The National Comprehensive Cancer Network (NCCN) recommends APC gene testing for persons with a personal history of 20 or greater adenomas, or a known deleterious APC mutation in the family. Per the NCCN guidelines (version 2; 2016) APC and MUTYH gene testing should be considered for patients with a personal history of desmoid tumor, hepatoblastoma, cribiform morular variant of papillary thyroid cancer, or multifocal/bilateral CHRPE. Patients who also have between 10 to 20 adenomas should also be tested for APC and MUTYH mutations.

If a mutation is found, mutation-specific genetic testing should be offered to at-risk family members. This includes all first-degree relatives of the index case and all first-degree relatives of those found to have the APC mutation. The age of testing generally begins around age 10 to 12 years, but may be earlier if the age of onset of polyps in the family is younger. If the familial mutation is found and an individual does not have it, that person can be discharged from surveillance, as they do not have FAP.²² If a mutation is not found in an affected patient, then the patient and at-risk family members must be under regular surveillance. Genetic counseling should be offered prior to any genetic testing.

Screening

NCCN Guidelines (version 2; 2016) recommends that patients with a positive APC mutation should have a colonoscopy every 12 months beginning at age 10 to 15 years. Patients should continue to undergo colonoscopic surveillance while awaiting colectomy. Esophagogastroduodenoscopy (EGD) screening and thyroid ultrasound screening begin around age 20.
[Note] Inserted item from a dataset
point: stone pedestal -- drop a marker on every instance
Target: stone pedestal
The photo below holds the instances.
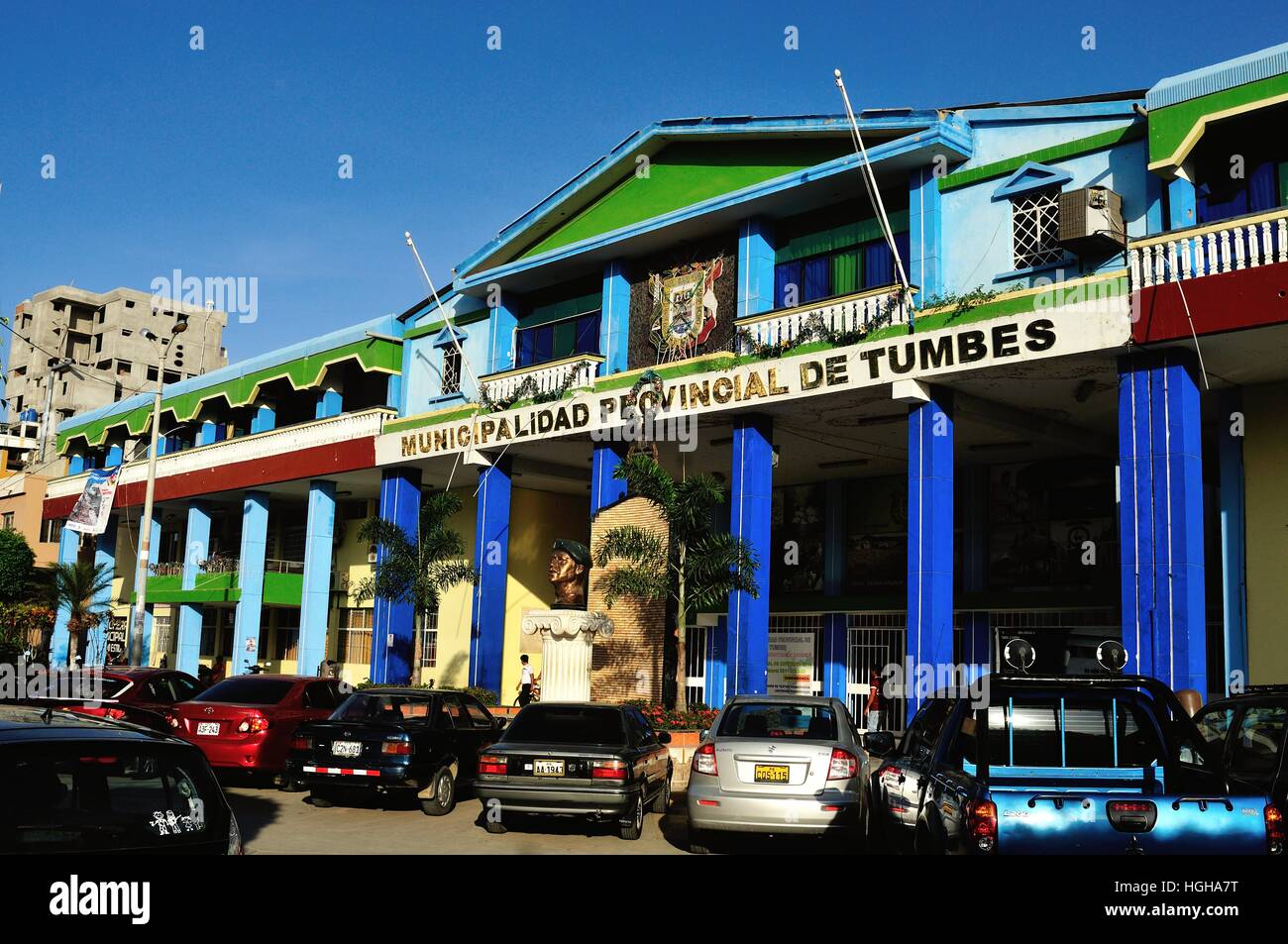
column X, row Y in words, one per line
column 567, row 642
In patients with a known familial positive APC gene for attenuated FAP, colonoscopy begins in the late teens and continues every 2 to 3 years, unless polyps are identified. Upper endoscopy should start at age 20 to 25 years as well as an annual thyroid exam. If genetic testing is uninformative or a patient has not been gene tested, screening should still be performed.

Management and Surveillance

In a patient with FAP, colorectal cancer is usually inevitable, so the goal is prevention with either colectomy or proctocolectomy. The timing of surgery and type of operation is individualized based on the patient’s polyp burden, family history of age of cancer/polyp formation, and risk of desmoid formation. Most patients with classical FAP undergo surgery between the ages of 16 and 20 years.

Total abdominal colectomy (TAC) with ileorectal anastomosis can be considered if the rectal polyps are amenable to endoscopic surveillance and resection. It is technically simpler than a proctectomy, has a good functional outcome, avoids a permanent stoma, and avoids the risk of sexual or bladder dysfunction and decreased fecundity that can occur following proctectomy. The disadvantage, however, is risk of cancer in the remaining rectum.^26,27 The rectum must be closely surveyed at least annually.

Total proctocolectomy (TPC) with or without ileoanal pouch (ileal pouch-anal anastomosis [IPAA]) is recommended for patients with profuse polyposis or rectal cancer. While TPC with end ileostomy eliminates the risk of colorectal cancer, TPC with IPAA leaves a risk of cancer in the pouch and anal transition zone, and thus requires surveillance. The disadvantages of a rectal dissection include risk of sexual or bladder dysfunction, need for temporary or permanent ileostomy, and variable function (with IPAA).

If the polyps are controlled endoscopically in patients with attenuated FAP, then they may not need a colectomy. If cancer occurs or the polyp burden becomes too great, TAC with ileorectal anastomosis is usually sufficient, as the polyps are most often right-sided. Of course, if polyps are found more distally, then TPC must be entertained.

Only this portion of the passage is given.